Mobile Solutions
Baby monitors help monitor patients in isolation
May 6, 2020
HAMILTON, ON – A cordless phone manufacturer has donated 70 baby monitors to Hamilton intensive care units and emergency rooms last month to help bridge the communication gap between healthcare staff and COVID-19 patients in isolation.
VTech Technologies Canada says it’s donated more than 550 monitors to healthcare facilities across Canada. The monitors are being used in negative pressure rooms where limited staff can tend to isolated patients.

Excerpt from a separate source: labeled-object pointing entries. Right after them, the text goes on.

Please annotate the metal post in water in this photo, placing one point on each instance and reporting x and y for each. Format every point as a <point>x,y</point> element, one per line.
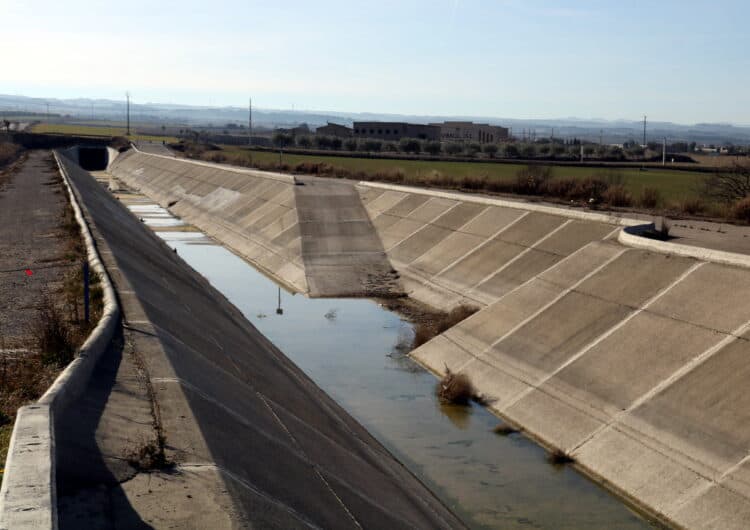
<point>86,290</point>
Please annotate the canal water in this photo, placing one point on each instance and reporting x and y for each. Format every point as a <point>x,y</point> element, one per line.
<point>355,350</point>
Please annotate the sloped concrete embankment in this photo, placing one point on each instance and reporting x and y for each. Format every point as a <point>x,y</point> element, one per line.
<point>258,441</point>
<point>252,212</point>
<point>632,361</point>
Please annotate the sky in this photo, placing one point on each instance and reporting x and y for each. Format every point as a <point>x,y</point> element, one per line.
<point>680,61</point>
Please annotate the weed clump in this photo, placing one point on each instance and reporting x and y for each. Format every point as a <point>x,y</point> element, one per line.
<point>455,388</point>
<point>53,336</point>
<point>557,457</point>
<point>504,430</point>
<point>150,456</point>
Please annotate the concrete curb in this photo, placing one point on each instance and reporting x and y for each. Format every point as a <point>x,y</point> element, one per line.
<point>225,167</point>
<point>631,237</point>
<point>553,210</point>
<point>28,498</point>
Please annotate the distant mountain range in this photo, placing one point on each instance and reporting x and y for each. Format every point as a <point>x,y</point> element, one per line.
<point>608,131</point>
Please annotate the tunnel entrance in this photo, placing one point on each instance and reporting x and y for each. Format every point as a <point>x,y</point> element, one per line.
<point>93,158</point>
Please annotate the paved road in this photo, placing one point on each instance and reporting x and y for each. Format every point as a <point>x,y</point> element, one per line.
<point>31,205</point>
<point>255,442</point>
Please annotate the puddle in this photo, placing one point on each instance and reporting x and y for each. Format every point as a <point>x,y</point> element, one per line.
<point>351,349</point>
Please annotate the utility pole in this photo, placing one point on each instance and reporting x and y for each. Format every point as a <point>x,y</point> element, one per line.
<point>127,97</point>
<point>250,122</point>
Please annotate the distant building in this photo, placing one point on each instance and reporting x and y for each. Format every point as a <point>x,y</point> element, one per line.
<point>300,130</point>
<point>386,130</point>
<point>466,131</point>
<point>334,129</point>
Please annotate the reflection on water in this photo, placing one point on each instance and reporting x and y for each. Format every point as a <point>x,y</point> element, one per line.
<point>354,350</point>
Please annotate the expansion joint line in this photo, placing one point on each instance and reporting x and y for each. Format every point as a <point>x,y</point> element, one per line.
<point>425,225</point>
<point>522,254</point>
<point>598,340</point>
<point>315,468</point>
<point>543,308</point>
<point>688,367</point>
<point>483,244</point>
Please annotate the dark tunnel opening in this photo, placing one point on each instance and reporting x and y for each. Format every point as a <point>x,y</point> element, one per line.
<point>93,158</point>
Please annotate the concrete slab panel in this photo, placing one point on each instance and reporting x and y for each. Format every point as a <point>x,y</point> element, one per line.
<point>446,252</point>
<point>491,220</point>
<point>635,277</point>
<point>560,331</point>
<point>715,427</point>
<point>430,210</point>
<point>418,244</point>
<point>521,270</point>
<point>460,215</point>
<point>407,205</point>
<point>481,263</point>
<point>531,229</point>
<point>715,296</point>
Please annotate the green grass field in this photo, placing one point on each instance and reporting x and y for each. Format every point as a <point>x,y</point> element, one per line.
<point>91,130</point>
<point>674,186</point>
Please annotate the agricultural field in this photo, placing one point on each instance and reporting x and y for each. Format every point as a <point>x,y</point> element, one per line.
<point>96,130</point>
<point>673,185</point>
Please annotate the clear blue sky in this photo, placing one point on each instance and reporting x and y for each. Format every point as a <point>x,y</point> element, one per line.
<point>680,61</point>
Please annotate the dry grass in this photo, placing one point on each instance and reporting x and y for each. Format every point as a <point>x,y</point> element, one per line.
<point>455,389</point>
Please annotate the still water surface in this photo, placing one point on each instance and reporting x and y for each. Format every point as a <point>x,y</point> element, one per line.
<point>352,348</point>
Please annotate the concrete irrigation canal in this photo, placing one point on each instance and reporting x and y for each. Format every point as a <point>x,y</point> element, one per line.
<point>247,300</point>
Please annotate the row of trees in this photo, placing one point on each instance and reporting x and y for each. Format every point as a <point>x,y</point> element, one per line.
<point>548,149</point>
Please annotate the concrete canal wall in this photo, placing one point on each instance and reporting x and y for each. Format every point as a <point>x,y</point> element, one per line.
<point>634,361</point>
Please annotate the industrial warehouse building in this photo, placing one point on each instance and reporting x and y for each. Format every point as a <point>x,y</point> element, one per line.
<point>334,129</point>
<point>466,131</point>
<point>385,130</point>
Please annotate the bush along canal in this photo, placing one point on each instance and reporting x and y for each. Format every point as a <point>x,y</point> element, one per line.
<point>356,351</point>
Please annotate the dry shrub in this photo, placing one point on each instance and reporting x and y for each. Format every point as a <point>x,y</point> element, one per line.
<point>741,210</point>
<point>618,196</point>
<point>53,336</point>
<point>693,206</point>
<point>455,388</point>
<point>532,179</point>
<point>650,197</point>
<point>149,456</point>
<point>8,153</point>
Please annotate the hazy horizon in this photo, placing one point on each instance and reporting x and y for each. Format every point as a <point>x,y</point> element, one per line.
<point>675,62</point>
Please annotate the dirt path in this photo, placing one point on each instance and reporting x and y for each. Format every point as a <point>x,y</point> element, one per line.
<point>31,237</point>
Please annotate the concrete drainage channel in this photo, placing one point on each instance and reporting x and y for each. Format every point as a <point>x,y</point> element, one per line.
<point>355,351</point>
<point>28,495</point>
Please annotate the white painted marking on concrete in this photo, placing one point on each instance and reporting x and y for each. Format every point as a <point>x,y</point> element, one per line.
<point>539,311</point>
<point>522,253</point>
<point>605,335</point>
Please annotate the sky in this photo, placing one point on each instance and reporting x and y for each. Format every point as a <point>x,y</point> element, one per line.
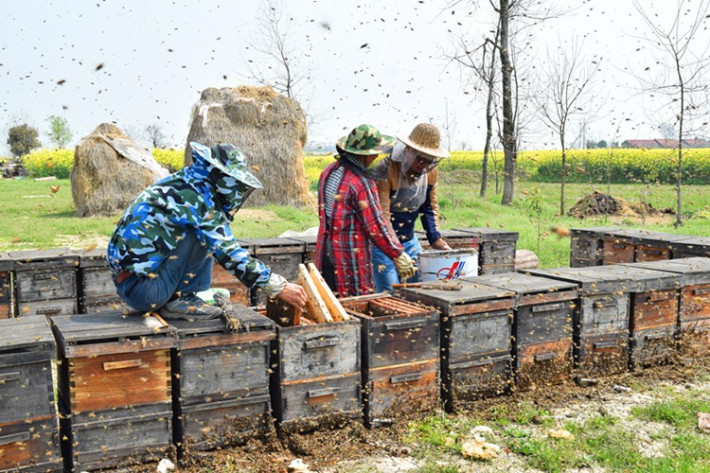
<point>145,63</point>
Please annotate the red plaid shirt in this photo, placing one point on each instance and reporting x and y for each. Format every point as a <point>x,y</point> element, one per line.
<point>356,222</point>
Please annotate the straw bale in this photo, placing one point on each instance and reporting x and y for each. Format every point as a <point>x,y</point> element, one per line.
<point>269,128</point>
<point>103,182</point>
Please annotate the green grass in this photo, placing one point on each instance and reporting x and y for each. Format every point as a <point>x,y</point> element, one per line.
<point>601,441</point>
<point>30,218</point>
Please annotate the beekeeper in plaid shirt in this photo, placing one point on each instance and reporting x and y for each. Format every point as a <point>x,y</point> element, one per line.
<point>351,217</point>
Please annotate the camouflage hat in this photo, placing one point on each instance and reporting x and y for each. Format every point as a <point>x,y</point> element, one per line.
<point>365,140</point>
<point>228,159</point>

“Some hospitals don’t have an intercom system and are currently using white boards or pen and paper stuck to windows to communicate with runners outside the isolation rooms,” said Vincci Lau, a company spokesperson. “The use of baby monitors allows the ICU the unique ability to safely see and communicate into the rooms.”
Rino Martino (pictured), VTech’s national account manager, said the company was first made aware of a need in Hamilton after an old colleague reached out. The colleague’s sister, an ICU nurse at the Juravinski Hospital, said the monitors would help staff hear life-saving alarms in COVID-19 isolation rooms.
“Because those rooms are soundproof, the monitors minimize the number of times staff must enter and leave the room, and also conserved the use of valuable PPE,” Martino said. “We saw this as the least we could do.”
VTech donated 20 baby monitors to Juravinski’s ICU and 10 to its ER. It later donated 20 to the Hamilton Health Sciences’ pediatric ICU, 10 to the Hamilton General Hospital ER, and another 10 to St. Joseph’s Healthcare Hamilton.